20. The method according to claim 19, comprising the additional step of using the extract of Coprinus comatus for regulating the pilosebaceous unit of a human in need thereof.

21. The method according to claim 19, comprising the additional step of using the extract of Coprinus comatus for (a) stimulating hair growth, (b) modulating hair cycle, (c) preventing hair loss, and/or (d) down-regulating sebogenesis by sebaceous glands, in a human in need thereof.

22. The method according to claim 19, comprising the additional step of using the extract of Coprinus comatus for treating or preventing greasy hair or oily skin in a human in need thereof.

23. A method for regulating the pilosebaceous unit in a human in need thereof, comprising the steps of: (i) providing the extract of Coprinus comatus obtained according to claim 19, and (ii) applying said extract either topically to human skin or scalp, or (iii) applying said extract by oral administration.

24. A method for (a) stimulating hair growth, (b) modulating hair cycle, (c) preventing hair loss, and/or (d) down-regulating sebogenesis by sebaceous glands, in a human in need thereof, comprising the steps of: (i) providing the extract of Coprinus comatus obtained according to claim 19, and (ii) applying said extract either topically to human skin or scalp, or (iii) applying said extract by oral administration.

25. A method for treating or preventing greasy hair or oily skin in a human in need thereof, comprising the steps of: (i) providing the extract of Coprinus comatus obtained according to claim 19, and (ii) applying said extract either topically to human skin or scalp, or (iii) applying said extract by oral administration.

Description

EXAMPLES

Preparation of the Extract

[0254] The extract of Coprinus comatus has been obtained by the following protocol: [0255] Each gram of dry biomass of Coprinus comatus was grinded in a mortar and extracted by treatment with 25 ml of solvent, stirring the suspension at room temperature for 16 hours in the dark; [0256] the residual cell material was separated from the extract by centrifugation at 2000G for 15 minutes; [0257] the residual biomass was washed by suspending it in 12.5 ml of solvent; [0258] the cell material was separated from the washing solvent by centrifugation at 2000G for 15 minutes; [0259] the residual biomass was washed again by suspending it in 12.5 ml of solvent; [0260] the cell material was separated from the washing solvent by centrifugation at 2000G for 15 minutes; [0261] the firstly collected extract and the washing solvent volumes were mixed.

[0262] According to the present invention, cell material of the Coprinus comatus biomass was extracted with a liquid extractant selected from the group consisting of ethanol and water. The extractant can also comprise a mixture of the two aforementioned solvents. Quantity and quality of compounds which are present in the extracts may vary with respect to both solvent properties and preparation protocol.
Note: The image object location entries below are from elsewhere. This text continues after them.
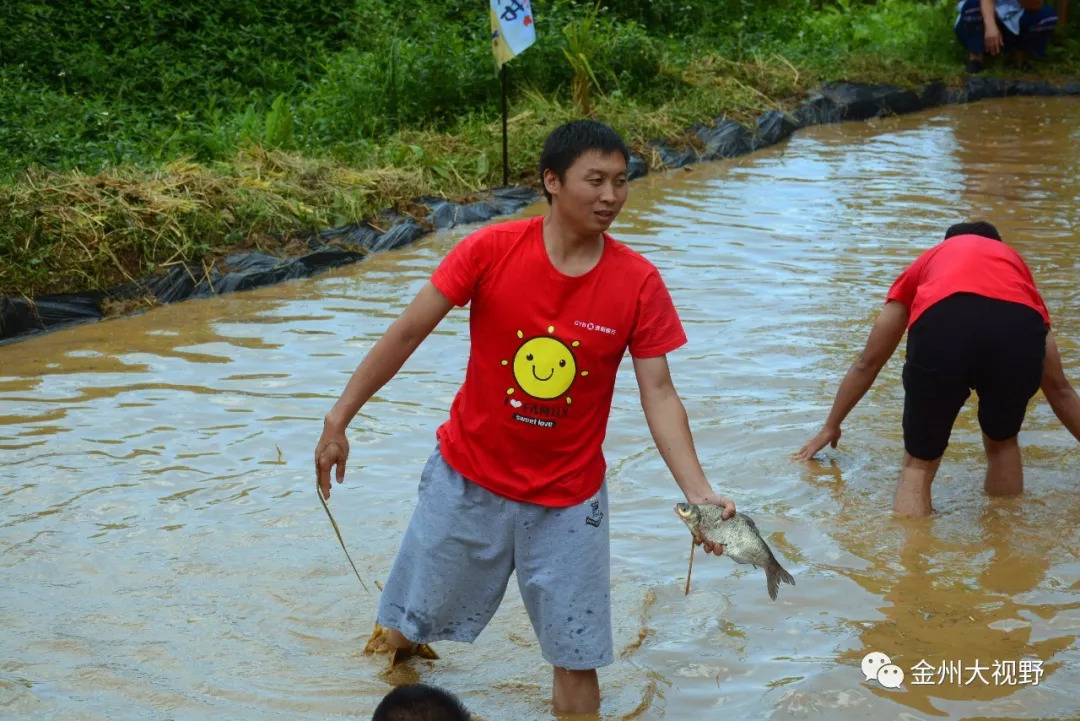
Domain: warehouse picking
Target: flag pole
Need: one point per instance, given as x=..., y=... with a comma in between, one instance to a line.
x=505, y=160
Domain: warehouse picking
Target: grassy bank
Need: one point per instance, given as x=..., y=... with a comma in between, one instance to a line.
x=138, y=134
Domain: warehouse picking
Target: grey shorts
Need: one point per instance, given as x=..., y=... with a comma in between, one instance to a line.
x=463, y=542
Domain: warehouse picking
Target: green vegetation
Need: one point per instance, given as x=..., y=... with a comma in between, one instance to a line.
x=139, y=133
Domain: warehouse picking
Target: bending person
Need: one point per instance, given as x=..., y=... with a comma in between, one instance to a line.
x=975, y=321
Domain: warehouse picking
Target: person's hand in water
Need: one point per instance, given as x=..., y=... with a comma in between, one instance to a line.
x=332, y=451
x=826, y=436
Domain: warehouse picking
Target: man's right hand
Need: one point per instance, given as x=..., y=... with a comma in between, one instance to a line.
x=825, y=436
x=332, y=450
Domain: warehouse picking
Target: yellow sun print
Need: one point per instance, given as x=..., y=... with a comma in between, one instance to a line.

[0263] Coprinus comatus (Class: Agaricomycetes; Order: Agaricales) is a common mushroom which occurs widely in Europe, UK and North America. It has been introduced to Australia, New Zealand and Iceland.

[0264] The Coprinus comatus biomass used in these experiments has been produced by a German company and bought from an Italian company.

Activity of the Extracts on Hair Follicle Growth

Examples 1 to 4

Activity on the Growth of Hair Follicles of Ethanolic (EtOH) and Aqueous (Water) Extracts Obtained from Coprinus comatus

[0265] The following experiment was conducted to demonstrate the activity on hair follicle growth of the ethanolic extract (EtOH) and aqueous extract (water) obtained from Coprinus comatus. Hair follicles were micro-dissected from a single donor's scalp sample and plated into sterile 48-well plates at a density of 1 hair follicle/well, with 200 μl/well of a modified Williams' Medium E.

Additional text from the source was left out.